When you first became interested in science did you ever think that it would lead you to a career in conservation?
I think when I became interested in science I already wanted to be in conservation. I always knew I wanted to work with birds and conservation, and then the science came later. I wanted to do something with birds, I didn't know what, but then maybe realised that I could be a scientist and that would be the best way to work on birds.
When did you first become interested in conservation?
From quite a young age I was crazy about birds. I just wanted to do something with birds when I grew up and I didn't think you could make a career out of that. Then I found out about conservation and realised you could and I actually came here to the Lodge when I was about 12 to a young ornithologists club and they had a day about careers in conservation.
I learnt about all the things that the RSPB did and how you could work on a reserve, and thought on that day that I would quite like to be a scientist, and the perfect place for me to be a scientist would be here.

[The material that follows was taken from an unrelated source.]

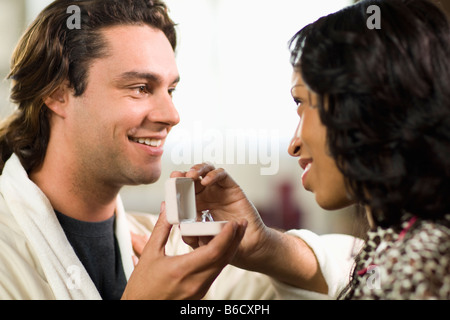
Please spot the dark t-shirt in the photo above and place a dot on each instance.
(96, 246)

I told an interviewer from Radio 4 at the end of that day that when I was grown up I wanted to come back and be a scientist at the RSPB. It took me about 20 years but my dream came true. I got back to work here doing conservation, science and something with birds, so it was perfect for me.
For you, what makes it worth coming into work each day?
It's rewarding. I know what I'm doing helps birds and our environment, so it's doing good. I enjoy the people I work with, they are like-minded people. There's a great feeling at the RSPB – nice people, who enjoy working here and enjoy working with each other.
And I find the work itself rewarding. So even though sometimes it's a bit boring sitting in front of the computer all day, looking at e-mails or figures and maths, I actually find it rewarding. To produce a piece of work or do some research, to find out some results and then publish them, to make that result available -it's all rewarding.
Are there any downsides?
If there are any downsides I guess that like many other people who work for the RSPB and other conservation organisations, you really are devoted to the work. You enjoy the work, but because it means so much to you I think a lot of us work too much. So I find that I work my evenings and I work my weekends, as much as my family will allow.
You do find yourself being sucked into the work, and maybe that's not a downside. It's great to have a job that you're so devoted to but sometimes I think it can be a bit too much.